The case for machine learning in network security analysis

machinelearning
Security tends to scale badly with complexity. As information, applications and systems become more sophisticated so to do the challenges faced in assuring Confidentiality, Integrity and Availability. The role of machine assistance is emerging as one of the most important areas in data science, much of which is underpinned by techniques from machine learning and statistics. Using these techniques we are developing characterisation engines that provide baseline and anomaly detection capabilities, alleviating the need for explicit signatures to be written. Such techniques will become increasingly important as the range and capability of networked devices increases – as evidenced by the recent exploitation of IoT devices to mount large-scale Distributed Denial of Service (DDoS) campaigns. Encompassing all areas of systems design and engineering, information security presents a unique problem space in which these techniques can be developed and tested.

The case for machine learning in network security analysis

In the context of information security, the possible applications of machine learning and many and varied. Security analysis of network data is complex, involving datasets that are large in terms of both their volume and density. We have been working on how machine learning can be used to support human analysts in making sense of the data produced by the systems the monitor; and in helping them to make decisions based on insights they draw from this analysis. We have developed a set of bespoke classification, clustering and anomaly detection techniques in python, SPL and C to characterise networks based on the events taking place within them. These include:

  • Applying multiple learning models including semi-supervised, unsupervised and re-enforcement;
  • A classifier to detect interactive webshell traffic using only low resolution data sources, such as netflow or IPFIX;
  • Domain-specific distance functions to express
  • A heuristic anomaly detection algorithm built using probabilistic techniques and operating at medium-dimensionality; and
  • A set of clustering techniques built purely for network datasets, capable of processing both summary and full-capture (such as PCAP) data.

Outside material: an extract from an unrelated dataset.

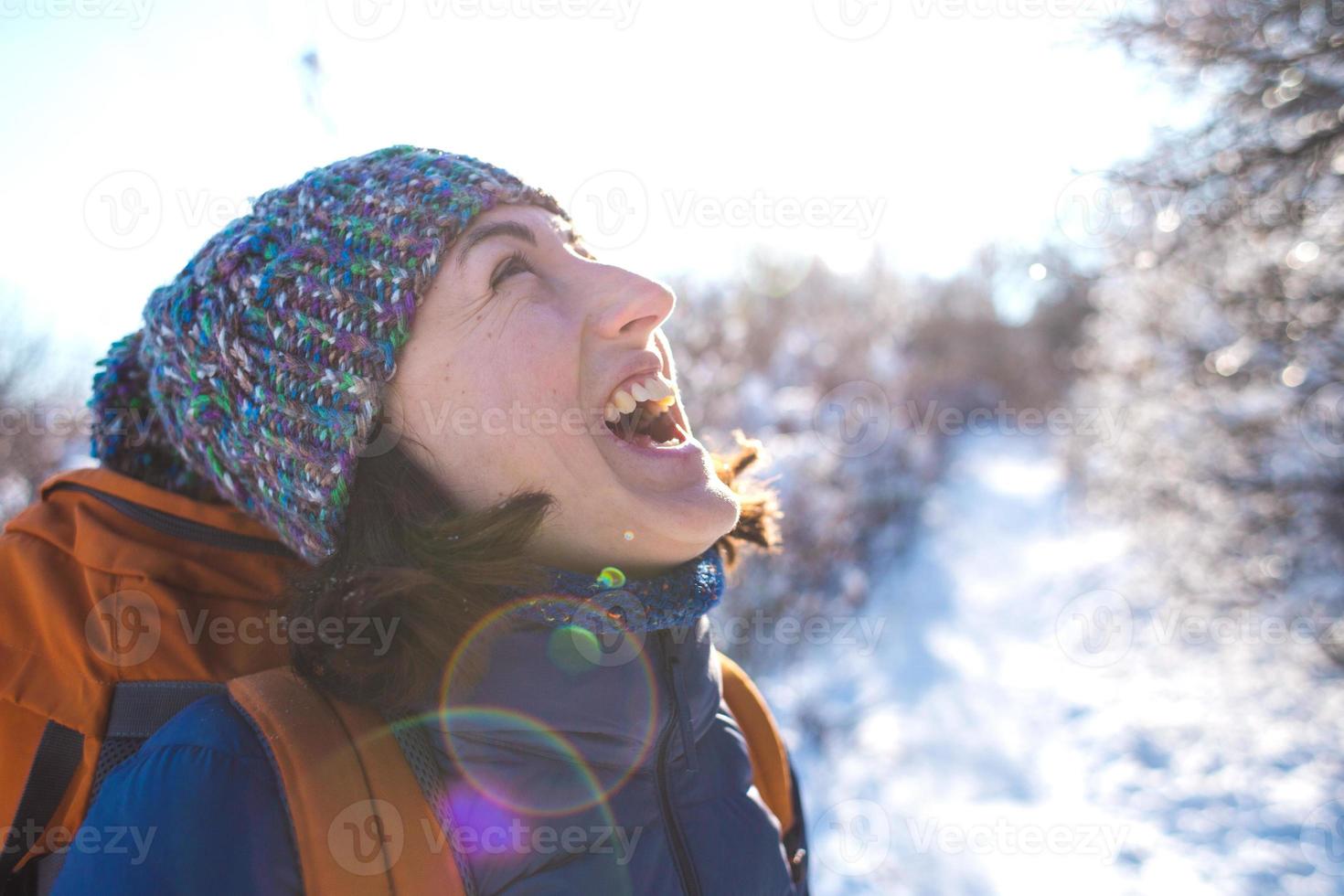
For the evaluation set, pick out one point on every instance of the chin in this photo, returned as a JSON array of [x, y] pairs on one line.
[[684, 528]]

The overriding purpose of these techniques is to develop re-usable, but domain-specific tools that help the analyst to make greater use of their monitoring data. An important aspect of this process is computing in environments where data can be incomplete, multivariate and which represents very different types of infrastructure.

The Curse of Dimensionality

In common with many other ‘Big Data’-like problems, security analysis can quickly fall a foul of The Curse of Dimensionality – that is to say, the problem escalates into (potentially very) high-dimensional spaces, bringing with it significant computability and scalability challenges. Analysis of network datasets often leads to a comparatively large number of inferred dimensions being built atop native data points such as IP addresses, directionality, byte counts, protocols used, etc. In Emerging Technology we have developed a set of corresponding techniques for dimension reduction, specifically for use within this area – notably non-linear manifold learning techniques by domain-tuning Principal Component Analysis and T-distributed Stochastic Neighbour Embedding. These techniques allow the user to better manage their data, but also open-up the problem space to techniques that would otherwise be infeasible.

Next steps…

An important component of this work is the continued exploration of techniques that support human analysis. We are now actively researching and developing techniques based on Cellular Automata (CA) to model packet properties and movements through a network. The purpose is to determine the value of evolutionary computing techniques, plus explore how CA may be used as the basis of a new type of visualisation engine. Finally, we are beginning to explore the use of the IBM 5Q in developing quantum algorithms for large-scale network event monitoring – in many respects the Many Bodies Problem of network security.